I’d be lying if I said I wasn’t nervous, but I hide it as best as I can, one foot in front of the other, humming a random song, as if it were any other day.
I smile at the sky, I smile at the sun, I smile at the grass, and I smile at myself, but when I reach the bench, I can’t find the strength to smile anymore.
The wooden slats are hidden under a thick layer of dried blood beneath fresh blood. Thorny blood that drips endlessly for a week, oozing a new red drop every day.
The idea that the rose is the flower of love should have been debunked, I’ve said it over and over, but if its petals are scarlet, light to dark, the meaning doesn’t change.
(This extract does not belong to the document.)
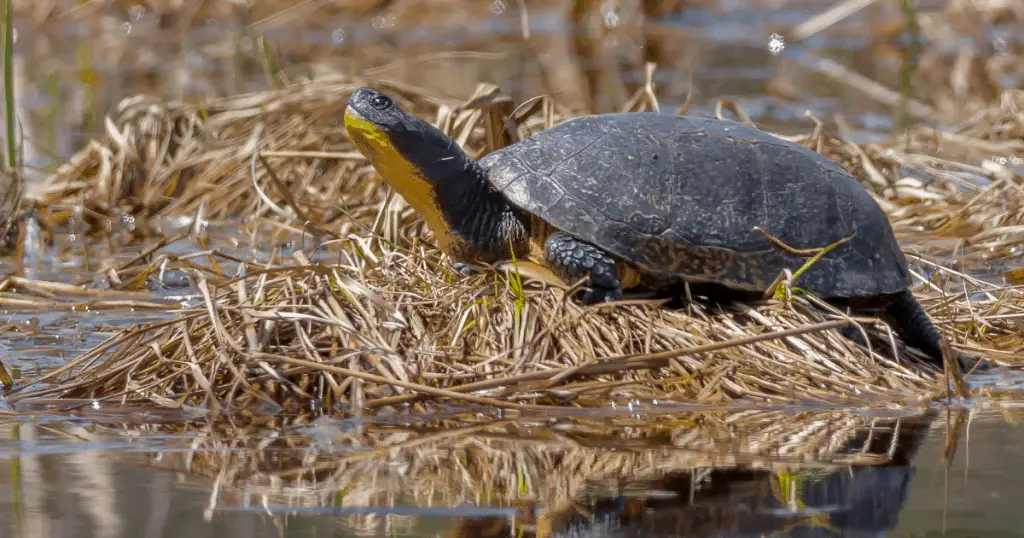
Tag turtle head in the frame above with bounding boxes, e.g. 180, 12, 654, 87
345, 88, 479, 252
It means love, desire, passion, but it also means anger, resentment, fury.
Fury like the one that drives me to press my palms into the thorns, to tear away the dried petals and the still-soft ones, to truly bleed, pricking myself with a thousand natural needles, still green, that sink into my flesh like nails. I gasp, choking on saliva and coughing, crying out of rage and fear. I don’t stop until the mossy bench is once again clear, clean, untouched.
My heart pounds in my chest like it’s gone mad. I inhale deeply to steady my breathing, exhaling slowly once or twice, as the adrenaline fades and a paralyzing calm spreads under my skin. That’s when I see it.
The morning sun stretches the shadows. Mine, the bench’s, the flowers scattered on the ground, and that of a man, behind me. Arms raised, hands clasped, and between them, long
and massive, a mysterious object that draws closer and closer. I have time to admire the flowers one more time and to feel lightheaded before everything goes black, and I feel nothing at all.